Im Jahre 1933 erlangten die Nationalsozialisten die Macht im Deutschen Reich. 1934 setzte die NS-Regierung den ersten Vierjahresplan in Kraft. Mit planwirtschaftlichen Mitteln wurde der Rohstoffmarkt zunehmend straffer bewirtschaftet. Es wurde eine starke Autarkiepolitik betrieben die das Ziel hatte, in der Rohstoffversorgung möglichst unabhängig vom Ausland zu sein. Sie verlangte deutsche Produkte aus deutschen Rohstoffen. Der Sulfitaufschluss vom einheimischen Buchenholz wurde subventioniert, und Holzzellstoffe mehr und mehr zur Zellwolle-Erzeugung für die Textilindustrie herangezogen.
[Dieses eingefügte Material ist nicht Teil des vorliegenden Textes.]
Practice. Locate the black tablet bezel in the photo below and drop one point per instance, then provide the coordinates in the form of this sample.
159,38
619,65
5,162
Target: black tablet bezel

Im Rahmen dieser Bestrebungen begann auch im Alfelder Zellstoffwerk eine rege Bautätigkeit. 1936/37 erfolgte die Erweiterung der Kocherei um einen weiteren Zellstoffkocher mit 160 m3 Inhalt.
Dieses Bild aus der Zeit von etwa 1943 bis 1948 zeigt gleich mehrere der Veränderungen, die das Zellstoffwerk in der Zeit von 1937 bis 1942 erfuhr. In der Bildmitte ist zunächst die erweiterte Kocherei zu sehen. Sie hat ihr Aussehen merklich verändert. Das Gebäude wurde durch einen Anbau für den neuen Kocher in Richtung Südwall verlängert. Zusätzlich wurden auch die über den Kochern befindlichen Silos für die Holzhackschnitzel vergrößert. Dadurch, und weil auch die Förderanlage zum Füllen der Silos umgebaut und erweitert werden musste, veränderte man auch den Dachaufbau.
Zudem ist der Blick auf die Kocherei aus dieser Richtung jetzt frei, da der alte hölzerne Laugenturm durch die Inbetriebnahme des neuen Betonturmes (im Bildvordergrund) entfernt werden konnte. Das Bild kann damit etwa auf die Zeit von 1943 (Inbetriebnahme des neuen Laugenturmes) bis 1948 datiert werden, denn im Jahre 1949 wurde ein neues Gasmasse-Röstofengebäude errichtet, welches auf dem Bild – es müsste rechts neben dem Laugenturm stehen – noch fehlt. Dafür ist hier der Wasserturm gut zu sehen. Im Hintergrund links ist noch der Maischeturm der Sulfitspiritusfabrik (kurz: „Spritfabrik“) zu erkennen. Auf die Spritfabrik und den Laugenturm wird nachfolgend noch näher eingegangen.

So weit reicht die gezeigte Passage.